Discussion in 'Strings [BG]' started by cobrasneverdie, Jul 12, 2003.

  1. ive had my strings for about 2 years (the whole life of my bass) is it about time for a new pair?
  2. Only if you dont like your current sound. I would personally leave them on until they break, but many people get a new set every 2 weeks. It's all about your preference.
  3. ok thanks :D
  4. Trevorus


    Oct 18, 2002
    Urbana, IL
    hey, cobras, ever been down to champaign? You ought to come visit me at the music store where I work!
  5. You might want to change, but for a different reason. I have a Labella M45 set that got absolutely perfect at 2 years, so I changed strings and put that set away for some time when I absolutely have to have a perfect set.
  6. Munjibunga

    Munjibunga Total Hyper-Elite Member Gold Supporting Member

    May 6, 2000
    San Diego (when not at Groom Lake)
    Independent Contractor to Bass San Diego
    Word. I changed the four-year-old strings on my Lakland (only because I thought four years was a long time), and hated the sound of the new strings (too bright). It's taken me about six months to get them where they sound decent to my ear again.
  7. I always like to have a broken-in set for spares which means living with new strings more than is fun.
  8. To those of you who don't like bright/new strings, why don't you use flatwounds?
  9. JMX

    JMX Vorsprung durch Technik

    Sep 4, 2000
    Cologne, Germany
    You can get used to old strings, but 2 years is a time that may be too long (breaking).
    Also, the sound of new strings might be a pleasant surprise to you. Cheaper basses don't tolerate old strings as well as better ones IME.
  10. bollefen


    Mar 13, 2003
    hmmm when i built guitars i did a bit of research into this and one thing that i found was that as the metal fatigued it took more tension to maintain the same vibration frequency.

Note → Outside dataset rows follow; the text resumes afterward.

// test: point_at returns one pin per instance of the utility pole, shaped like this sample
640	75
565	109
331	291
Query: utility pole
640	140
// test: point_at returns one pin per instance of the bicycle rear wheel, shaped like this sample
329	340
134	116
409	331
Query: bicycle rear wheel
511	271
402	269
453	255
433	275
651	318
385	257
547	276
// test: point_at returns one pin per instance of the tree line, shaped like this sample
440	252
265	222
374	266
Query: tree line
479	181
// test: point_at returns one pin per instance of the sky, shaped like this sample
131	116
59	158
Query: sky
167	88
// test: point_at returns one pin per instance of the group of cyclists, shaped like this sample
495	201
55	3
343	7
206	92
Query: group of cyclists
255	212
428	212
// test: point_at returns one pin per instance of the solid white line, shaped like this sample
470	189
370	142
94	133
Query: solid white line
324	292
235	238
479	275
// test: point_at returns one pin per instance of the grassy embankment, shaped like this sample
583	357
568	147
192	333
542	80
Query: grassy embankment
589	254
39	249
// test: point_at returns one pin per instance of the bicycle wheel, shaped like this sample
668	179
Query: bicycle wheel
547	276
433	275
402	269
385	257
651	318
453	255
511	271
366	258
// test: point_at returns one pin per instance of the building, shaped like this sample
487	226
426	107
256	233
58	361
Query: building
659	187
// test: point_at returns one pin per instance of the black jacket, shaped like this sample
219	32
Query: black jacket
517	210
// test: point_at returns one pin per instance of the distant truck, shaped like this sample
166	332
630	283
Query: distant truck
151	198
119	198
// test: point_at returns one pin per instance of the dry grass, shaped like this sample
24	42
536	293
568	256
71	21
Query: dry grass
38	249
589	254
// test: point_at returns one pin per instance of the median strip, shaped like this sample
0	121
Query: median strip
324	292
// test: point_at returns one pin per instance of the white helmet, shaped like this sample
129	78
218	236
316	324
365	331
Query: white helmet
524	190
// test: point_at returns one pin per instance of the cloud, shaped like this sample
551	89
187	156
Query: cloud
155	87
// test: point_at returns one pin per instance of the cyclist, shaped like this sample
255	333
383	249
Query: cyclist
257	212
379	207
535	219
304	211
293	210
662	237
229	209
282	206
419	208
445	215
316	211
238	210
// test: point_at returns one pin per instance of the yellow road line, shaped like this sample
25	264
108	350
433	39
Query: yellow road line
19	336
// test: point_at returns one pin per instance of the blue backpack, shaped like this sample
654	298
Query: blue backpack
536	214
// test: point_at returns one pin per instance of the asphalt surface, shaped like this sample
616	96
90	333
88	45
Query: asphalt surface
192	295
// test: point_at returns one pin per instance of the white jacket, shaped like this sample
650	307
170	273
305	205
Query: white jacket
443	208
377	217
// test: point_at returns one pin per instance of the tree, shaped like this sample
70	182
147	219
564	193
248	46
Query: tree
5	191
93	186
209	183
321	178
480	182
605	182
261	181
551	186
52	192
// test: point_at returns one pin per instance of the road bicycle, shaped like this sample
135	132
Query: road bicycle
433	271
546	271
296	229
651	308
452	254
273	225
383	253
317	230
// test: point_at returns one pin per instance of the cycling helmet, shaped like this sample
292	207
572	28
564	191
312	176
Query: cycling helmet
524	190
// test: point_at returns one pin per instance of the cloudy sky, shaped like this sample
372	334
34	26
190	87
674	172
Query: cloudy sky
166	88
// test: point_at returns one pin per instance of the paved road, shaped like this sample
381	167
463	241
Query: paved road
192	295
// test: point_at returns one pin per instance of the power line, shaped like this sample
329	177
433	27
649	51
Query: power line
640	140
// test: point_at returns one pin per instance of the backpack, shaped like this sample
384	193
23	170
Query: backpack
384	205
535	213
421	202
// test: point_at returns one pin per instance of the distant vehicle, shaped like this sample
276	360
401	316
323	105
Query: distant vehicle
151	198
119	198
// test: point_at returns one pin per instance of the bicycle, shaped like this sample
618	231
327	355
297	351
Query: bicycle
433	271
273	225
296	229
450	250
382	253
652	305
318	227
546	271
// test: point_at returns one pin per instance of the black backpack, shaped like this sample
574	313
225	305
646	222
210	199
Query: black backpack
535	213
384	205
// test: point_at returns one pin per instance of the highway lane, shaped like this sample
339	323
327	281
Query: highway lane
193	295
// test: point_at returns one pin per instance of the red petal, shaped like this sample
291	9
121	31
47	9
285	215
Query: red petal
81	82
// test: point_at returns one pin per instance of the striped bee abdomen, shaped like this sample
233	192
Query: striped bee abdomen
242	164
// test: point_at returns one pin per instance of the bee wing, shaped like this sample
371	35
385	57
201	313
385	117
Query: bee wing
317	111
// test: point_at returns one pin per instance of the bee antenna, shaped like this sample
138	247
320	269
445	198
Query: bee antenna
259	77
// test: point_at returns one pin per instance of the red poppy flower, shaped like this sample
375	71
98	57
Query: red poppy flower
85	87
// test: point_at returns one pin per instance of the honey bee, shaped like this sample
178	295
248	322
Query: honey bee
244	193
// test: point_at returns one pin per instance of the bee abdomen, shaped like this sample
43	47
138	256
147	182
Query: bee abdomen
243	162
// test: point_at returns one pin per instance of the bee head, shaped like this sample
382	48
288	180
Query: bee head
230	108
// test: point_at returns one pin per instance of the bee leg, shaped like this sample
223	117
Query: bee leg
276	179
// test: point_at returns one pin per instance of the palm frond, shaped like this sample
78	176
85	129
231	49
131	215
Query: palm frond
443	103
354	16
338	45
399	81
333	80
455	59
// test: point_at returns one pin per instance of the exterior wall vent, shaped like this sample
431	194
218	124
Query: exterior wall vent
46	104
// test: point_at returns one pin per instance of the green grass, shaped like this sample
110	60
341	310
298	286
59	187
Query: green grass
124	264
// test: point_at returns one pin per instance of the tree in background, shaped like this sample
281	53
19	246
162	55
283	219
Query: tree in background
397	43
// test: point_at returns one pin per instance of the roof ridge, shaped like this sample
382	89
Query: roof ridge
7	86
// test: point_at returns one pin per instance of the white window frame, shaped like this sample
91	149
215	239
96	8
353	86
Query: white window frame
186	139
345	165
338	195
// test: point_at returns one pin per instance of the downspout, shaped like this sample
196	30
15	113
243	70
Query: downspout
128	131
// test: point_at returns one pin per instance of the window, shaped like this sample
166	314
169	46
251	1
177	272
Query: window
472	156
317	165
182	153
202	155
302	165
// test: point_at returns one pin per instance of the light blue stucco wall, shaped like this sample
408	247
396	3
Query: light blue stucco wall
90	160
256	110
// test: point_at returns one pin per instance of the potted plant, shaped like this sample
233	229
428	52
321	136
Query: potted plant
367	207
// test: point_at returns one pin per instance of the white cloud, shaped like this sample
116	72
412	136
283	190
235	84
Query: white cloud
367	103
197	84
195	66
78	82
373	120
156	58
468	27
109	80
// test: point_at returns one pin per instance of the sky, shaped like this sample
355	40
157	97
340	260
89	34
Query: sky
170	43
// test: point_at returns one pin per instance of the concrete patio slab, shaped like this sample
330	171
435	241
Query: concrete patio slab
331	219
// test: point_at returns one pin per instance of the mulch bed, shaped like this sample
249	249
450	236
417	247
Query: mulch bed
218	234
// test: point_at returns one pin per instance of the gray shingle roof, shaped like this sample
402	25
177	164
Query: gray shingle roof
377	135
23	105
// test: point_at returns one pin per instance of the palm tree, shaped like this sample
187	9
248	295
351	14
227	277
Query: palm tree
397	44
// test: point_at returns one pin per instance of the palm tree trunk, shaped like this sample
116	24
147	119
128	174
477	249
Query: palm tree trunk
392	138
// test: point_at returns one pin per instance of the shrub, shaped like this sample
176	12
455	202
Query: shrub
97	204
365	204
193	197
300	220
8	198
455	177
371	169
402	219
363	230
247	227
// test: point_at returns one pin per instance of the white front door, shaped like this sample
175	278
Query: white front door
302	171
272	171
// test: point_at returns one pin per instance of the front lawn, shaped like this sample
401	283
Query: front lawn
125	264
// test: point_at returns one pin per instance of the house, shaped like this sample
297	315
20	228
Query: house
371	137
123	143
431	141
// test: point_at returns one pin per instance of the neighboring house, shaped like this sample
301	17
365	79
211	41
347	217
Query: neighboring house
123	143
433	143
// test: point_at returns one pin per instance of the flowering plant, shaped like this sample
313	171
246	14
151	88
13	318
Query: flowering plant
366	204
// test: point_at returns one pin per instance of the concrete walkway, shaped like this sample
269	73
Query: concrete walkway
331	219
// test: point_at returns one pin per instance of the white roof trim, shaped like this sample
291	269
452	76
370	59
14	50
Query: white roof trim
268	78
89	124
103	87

    i can't recall how much the increase was but it was not insignificant i'm thinking 25-30% increase.


    the extra tension could have an effect on the neck.

    personally i use TIs primarily for the low tension on the long bass neck.

    i'd also note that on some of the acoustics i built i used high tesion to get the sound out of the box that i was looking for. while "fragile" guitars for very low tension strings e.g. froggy bottom, they are typically small sweet voiced parlor instruments.


  11. Yes.:D

    Don't you find the intonation changes over time, or do you clean the strings with isopropyl alcohol regularly?
  12. wulf


    Apr 11, 2002
    Oxford, UK
    A two string bass? Or do you mean a new set?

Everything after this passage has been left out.